Davis was the 26th member of the Blue Angels to die in the squadron's 60-year history. Flying a jet fighter with a top speed of 1,200 m.p.h. at low altitudes and in close quarters is dangerous in the best circumstances. But all military service is, by its nature, hazardous. About 613 of the deaths in Iraq have what the Pentagon classifies as nonhostile causes. On the second day of the Iraq war, for example, America lost one soldier, Lance Cpl. Eric James Orlowski, to an accidental weapons discharge, and another, Spec. Brandon Scott Tobler, in a vehicle crash.
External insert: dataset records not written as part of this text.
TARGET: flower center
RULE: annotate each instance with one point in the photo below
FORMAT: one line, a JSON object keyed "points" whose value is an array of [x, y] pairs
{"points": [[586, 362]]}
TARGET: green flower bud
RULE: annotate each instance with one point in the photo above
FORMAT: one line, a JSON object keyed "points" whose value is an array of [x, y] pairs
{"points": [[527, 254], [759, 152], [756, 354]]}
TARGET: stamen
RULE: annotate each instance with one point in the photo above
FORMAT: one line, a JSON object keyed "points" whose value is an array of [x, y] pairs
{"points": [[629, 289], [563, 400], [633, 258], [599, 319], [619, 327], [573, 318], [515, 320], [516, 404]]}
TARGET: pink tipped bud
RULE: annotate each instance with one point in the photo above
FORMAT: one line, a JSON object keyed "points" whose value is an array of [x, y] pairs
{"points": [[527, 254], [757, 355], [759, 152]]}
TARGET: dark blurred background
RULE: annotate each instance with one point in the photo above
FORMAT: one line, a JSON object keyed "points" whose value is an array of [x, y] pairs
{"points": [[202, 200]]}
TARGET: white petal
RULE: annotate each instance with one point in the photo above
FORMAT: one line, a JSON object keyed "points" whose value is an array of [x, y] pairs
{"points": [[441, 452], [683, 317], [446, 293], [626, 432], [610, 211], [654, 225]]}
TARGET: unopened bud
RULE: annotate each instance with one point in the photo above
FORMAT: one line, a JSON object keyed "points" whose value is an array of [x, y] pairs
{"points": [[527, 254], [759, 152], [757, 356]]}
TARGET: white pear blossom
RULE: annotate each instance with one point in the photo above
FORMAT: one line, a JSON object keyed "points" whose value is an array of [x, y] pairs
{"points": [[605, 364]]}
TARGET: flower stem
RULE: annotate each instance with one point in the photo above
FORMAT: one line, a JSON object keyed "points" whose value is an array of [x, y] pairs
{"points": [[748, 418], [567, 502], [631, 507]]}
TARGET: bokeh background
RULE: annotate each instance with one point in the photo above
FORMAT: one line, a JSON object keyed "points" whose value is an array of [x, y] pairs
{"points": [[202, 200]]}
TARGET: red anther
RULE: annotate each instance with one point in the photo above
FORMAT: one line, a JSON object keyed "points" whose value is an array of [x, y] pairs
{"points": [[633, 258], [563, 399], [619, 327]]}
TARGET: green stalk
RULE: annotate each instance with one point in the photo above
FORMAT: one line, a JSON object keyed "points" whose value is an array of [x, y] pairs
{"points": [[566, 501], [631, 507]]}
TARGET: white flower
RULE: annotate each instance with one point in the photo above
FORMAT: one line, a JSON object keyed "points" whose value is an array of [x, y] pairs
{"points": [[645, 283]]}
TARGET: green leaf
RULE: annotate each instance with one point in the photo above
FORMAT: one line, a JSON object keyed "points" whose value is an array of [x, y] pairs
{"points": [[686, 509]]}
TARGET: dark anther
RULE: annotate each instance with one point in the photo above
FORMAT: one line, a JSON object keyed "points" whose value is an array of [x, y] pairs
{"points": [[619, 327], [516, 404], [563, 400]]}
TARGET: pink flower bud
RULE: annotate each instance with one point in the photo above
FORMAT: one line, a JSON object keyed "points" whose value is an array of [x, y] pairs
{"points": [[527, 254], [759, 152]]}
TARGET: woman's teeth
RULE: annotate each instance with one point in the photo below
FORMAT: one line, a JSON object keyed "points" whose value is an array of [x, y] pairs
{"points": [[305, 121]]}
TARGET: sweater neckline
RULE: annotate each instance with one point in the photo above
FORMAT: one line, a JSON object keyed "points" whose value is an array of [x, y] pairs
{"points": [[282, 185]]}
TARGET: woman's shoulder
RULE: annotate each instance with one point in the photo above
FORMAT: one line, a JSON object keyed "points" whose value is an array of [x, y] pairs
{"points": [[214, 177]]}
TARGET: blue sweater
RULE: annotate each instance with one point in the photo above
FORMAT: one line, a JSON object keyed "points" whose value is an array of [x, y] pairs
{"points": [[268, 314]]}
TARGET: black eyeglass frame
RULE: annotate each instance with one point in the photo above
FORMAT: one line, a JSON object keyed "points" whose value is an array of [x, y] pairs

Even in times of peace, soldiering is not like civilian work. Between 1983 and 1987, 11,216 service members died in accidents. As the Cold War ended and tensions eased, that number decreased, but still, between 1988 and 1996, 6,790 service members died accidentally in the line of duty.

For these men and women, it was an act of heroism simply to put on the uniform in the morning and go out into a dangerous world on behalf of their fellow citizens. The Roman historian Tacitus once observed: "In valor there is hope." And valor does give us that - hope that, in extraordinary situations, we might become, if only for an instant, more than ourselves.

But the simple heroism of Kevin Davis should be treasured as well. It gives us a template not for what we might become in extraordinary circumstances, but what, if we were our best selves, we might be every day.